A strange new twist in the school closure saga

Late last week, two of our District 43 School Trustees, Keith Watkins and John Keryluk, called for a halt to the school closure process. Here's the news story.

In the meantime, meetings at local schools are now over, and we have a big meeting hosted by the school trustees that has got so big they've expanded it to two nights. Originally scheduled for Tuesday Feb 20, it will now run on both the 20th and the 21st. Eighty-two speakers were scheduled at deadline time. After these meetings, the trustees will deliberate. Their decision on the fate of 8 elementary schools will be announced on February 27.

I checked in last night with Reece Harding, the College Park parent who is heading up the fight to keep our little school open. Reece told me that the official reps for the 8 school Parent Advisory Councils are scheduled first on Tuesday, followed by the remaining speakers over the course of the two nights. Speakers will not be clustered by neighbourhood or school. I think our PAC is #5. Reece is #32, and there will be other speakers from our community throughout. Reece recommended that we attend on Tuesday, but either night should be good for supporting our speakers. And every presenter should be compelling.

Other speakers of note include two Port Moody City Councillors.
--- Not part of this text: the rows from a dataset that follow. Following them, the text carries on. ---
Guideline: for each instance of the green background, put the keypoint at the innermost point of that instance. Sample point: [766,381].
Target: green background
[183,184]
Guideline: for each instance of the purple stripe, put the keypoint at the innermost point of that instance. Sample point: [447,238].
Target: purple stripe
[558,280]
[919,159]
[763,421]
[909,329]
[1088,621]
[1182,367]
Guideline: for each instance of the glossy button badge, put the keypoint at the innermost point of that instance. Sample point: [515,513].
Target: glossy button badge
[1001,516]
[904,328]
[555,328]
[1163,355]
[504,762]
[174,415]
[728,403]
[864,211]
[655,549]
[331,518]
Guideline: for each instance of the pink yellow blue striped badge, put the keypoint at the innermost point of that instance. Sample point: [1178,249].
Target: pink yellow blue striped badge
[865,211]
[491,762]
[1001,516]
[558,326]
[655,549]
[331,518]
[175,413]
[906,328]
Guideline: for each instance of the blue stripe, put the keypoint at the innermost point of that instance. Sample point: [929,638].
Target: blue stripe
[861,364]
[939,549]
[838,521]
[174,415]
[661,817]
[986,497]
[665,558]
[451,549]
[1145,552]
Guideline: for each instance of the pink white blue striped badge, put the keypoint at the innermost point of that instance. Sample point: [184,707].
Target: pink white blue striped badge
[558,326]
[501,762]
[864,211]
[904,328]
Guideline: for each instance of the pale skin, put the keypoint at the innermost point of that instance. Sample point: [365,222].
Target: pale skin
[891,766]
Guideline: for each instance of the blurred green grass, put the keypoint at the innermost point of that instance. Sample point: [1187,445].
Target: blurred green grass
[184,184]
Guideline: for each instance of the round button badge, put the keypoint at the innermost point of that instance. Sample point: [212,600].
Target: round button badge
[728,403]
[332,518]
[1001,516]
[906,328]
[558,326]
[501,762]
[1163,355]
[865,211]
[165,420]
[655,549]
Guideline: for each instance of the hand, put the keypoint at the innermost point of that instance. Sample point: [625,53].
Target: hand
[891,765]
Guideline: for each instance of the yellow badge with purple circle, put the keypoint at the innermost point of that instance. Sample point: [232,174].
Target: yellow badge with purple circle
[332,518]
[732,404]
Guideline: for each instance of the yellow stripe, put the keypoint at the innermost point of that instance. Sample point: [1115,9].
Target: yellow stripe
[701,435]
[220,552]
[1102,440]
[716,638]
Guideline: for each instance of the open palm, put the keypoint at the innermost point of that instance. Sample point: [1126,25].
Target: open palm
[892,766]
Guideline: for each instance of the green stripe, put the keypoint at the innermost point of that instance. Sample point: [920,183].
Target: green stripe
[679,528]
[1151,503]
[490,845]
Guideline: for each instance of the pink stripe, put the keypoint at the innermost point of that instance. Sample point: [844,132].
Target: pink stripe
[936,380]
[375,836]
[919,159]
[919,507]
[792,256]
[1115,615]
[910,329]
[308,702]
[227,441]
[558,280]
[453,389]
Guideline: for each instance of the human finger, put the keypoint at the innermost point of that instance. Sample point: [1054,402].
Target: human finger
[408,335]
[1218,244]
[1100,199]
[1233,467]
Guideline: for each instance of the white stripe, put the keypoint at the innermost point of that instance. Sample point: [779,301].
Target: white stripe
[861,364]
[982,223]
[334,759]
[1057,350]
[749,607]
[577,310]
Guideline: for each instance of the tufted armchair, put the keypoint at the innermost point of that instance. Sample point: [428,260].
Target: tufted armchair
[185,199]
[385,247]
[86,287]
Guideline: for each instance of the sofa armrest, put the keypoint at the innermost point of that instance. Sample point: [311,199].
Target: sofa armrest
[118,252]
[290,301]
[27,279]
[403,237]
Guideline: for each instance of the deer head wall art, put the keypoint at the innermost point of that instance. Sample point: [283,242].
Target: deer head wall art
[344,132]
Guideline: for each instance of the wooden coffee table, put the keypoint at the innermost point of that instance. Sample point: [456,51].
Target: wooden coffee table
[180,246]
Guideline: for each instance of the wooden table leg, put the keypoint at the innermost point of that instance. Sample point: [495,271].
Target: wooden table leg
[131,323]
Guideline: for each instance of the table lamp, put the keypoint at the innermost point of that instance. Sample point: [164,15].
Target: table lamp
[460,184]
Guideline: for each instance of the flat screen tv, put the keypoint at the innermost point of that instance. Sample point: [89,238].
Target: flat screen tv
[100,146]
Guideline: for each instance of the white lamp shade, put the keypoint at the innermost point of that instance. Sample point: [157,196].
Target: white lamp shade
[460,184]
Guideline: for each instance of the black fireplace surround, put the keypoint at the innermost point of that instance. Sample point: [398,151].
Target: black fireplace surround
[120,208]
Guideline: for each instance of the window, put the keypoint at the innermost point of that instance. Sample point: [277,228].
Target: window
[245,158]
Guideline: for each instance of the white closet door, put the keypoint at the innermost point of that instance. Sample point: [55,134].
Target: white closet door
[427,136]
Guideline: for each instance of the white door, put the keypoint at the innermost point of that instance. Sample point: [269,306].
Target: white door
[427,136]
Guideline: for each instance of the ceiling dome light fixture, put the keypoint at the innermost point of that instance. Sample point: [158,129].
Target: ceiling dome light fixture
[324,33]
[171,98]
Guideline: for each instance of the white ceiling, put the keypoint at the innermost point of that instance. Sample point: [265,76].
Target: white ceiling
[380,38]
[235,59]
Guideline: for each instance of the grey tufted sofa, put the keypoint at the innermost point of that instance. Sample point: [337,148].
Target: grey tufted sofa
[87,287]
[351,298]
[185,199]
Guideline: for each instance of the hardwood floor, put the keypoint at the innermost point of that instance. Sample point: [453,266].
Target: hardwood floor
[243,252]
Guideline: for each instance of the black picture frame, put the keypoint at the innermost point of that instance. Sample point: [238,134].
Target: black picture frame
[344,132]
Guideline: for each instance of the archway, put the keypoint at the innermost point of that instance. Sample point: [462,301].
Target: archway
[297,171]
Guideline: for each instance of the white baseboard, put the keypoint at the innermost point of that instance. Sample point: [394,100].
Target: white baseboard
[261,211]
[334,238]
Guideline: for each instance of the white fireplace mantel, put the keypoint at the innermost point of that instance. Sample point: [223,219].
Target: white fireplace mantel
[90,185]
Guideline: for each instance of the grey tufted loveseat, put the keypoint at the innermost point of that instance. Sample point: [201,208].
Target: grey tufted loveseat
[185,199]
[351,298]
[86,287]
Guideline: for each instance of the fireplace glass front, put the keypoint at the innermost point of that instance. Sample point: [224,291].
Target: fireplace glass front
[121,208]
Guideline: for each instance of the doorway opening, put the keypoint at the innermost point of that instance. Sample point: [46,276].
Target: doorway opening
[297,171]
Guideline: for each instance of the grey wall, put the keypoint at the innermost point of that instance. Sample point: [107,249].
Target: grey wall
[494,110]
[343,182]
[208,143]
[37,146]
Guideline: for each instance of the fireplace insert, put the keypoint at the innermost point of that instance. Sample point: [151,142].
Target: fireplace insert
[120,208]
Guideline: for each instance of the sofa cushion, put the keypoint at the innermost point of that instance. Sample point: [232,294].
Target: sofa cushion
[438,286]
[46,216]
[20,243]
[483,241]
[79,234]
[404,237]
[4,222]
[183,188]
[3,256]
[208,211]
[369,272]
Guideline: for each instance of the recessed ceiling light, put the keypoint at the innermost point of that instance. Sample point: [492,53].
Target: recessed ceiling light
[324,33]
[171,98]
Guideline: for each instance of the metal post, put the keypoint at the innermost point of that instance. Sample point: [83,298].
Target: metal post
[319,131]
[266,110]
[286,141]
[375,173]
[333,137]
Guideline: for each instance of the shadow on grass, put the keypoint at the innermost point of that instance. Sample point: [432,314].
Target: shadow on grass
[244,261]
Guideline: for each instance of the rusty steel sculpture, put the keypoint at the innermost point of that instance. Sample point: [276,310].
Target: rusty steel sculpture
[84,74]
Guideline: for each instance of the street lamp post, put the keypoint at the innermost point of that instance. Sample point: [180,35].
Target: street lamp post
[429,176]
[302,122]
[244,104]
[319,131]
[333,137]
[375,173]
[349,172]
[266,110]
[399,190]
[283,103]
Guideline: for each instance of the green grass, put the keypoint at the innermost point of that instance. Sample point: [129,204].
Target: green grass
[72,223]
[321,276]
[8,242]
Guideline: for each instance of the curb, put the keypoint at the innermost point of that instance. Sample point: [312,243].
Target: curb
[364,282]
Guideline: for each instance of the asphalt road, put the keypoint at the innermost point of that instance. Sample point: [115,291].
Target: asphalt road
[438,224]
Our mayor reports that district staff and trustees have refused to meet with him or other reps from our city. The city, understandably, wants to keep all of its schools (3 Port Moody Schools are on the block). Our councillors seem to be of the opinion that the district's enrolment projections are pessimistic.

As for our little school, if it closes, the kids will be assigned to Seaview Elementary School, a few blocks to the south. This much larger school is less than half full, so it will easily accommodate as many of our kids as do end up going there. One hitch: Seaview is scheduled for a major seismic upgrade in 2007-8. Most of the kids there already will be moved out to portable classrooms for a good part of the school year. So if College Park is closed and our kids move over, they'll face the double disruption of changing schools and learning in temporary classrooms within a de-stabilized school community for most of their first year.

From a dollars and cents point of view, the answer is clear cut: close as many schools as we can and move the kids to fill other schools with empty classrooms, thus saving money on heat, light, maintenance, equipment and administration. From a community point of view, and a social perspective, it's not as easy. A neighbourhood school is something special in the life of a community. Children and families rely on it as a base for learning, living and growing, and not just within the curriculum or school programs. While your kids are there, the school is a centre of family and community life. It will be hard to see some of these bases eliminated, and difficult for those affected to re-establish roots in newly-shaped community groupings.

The next ten days will be very stressful for everyone. I hope that there will be some happy resolution. It's certain that some schools will be closed. I don't wish it for our school, but neither do I wish it for any others.

I have a piece of art given to me by one of our students 4 years ago when we won the fight to keep College Park open. On the back it says "Thank you for saving our school." I'm going to take it to the meeting Tuesday and give it to Reece. No matter what the outcome, this effort has shown the strength of the bonds in our small community. That is something precious indeed.

question: how do you solve a problem like school funding?

mompoet - sad about change

1 comment:

Anonymous said...

With StatCan's recent release of population increases it seems to suggest that SD43 is being even more short-sighted.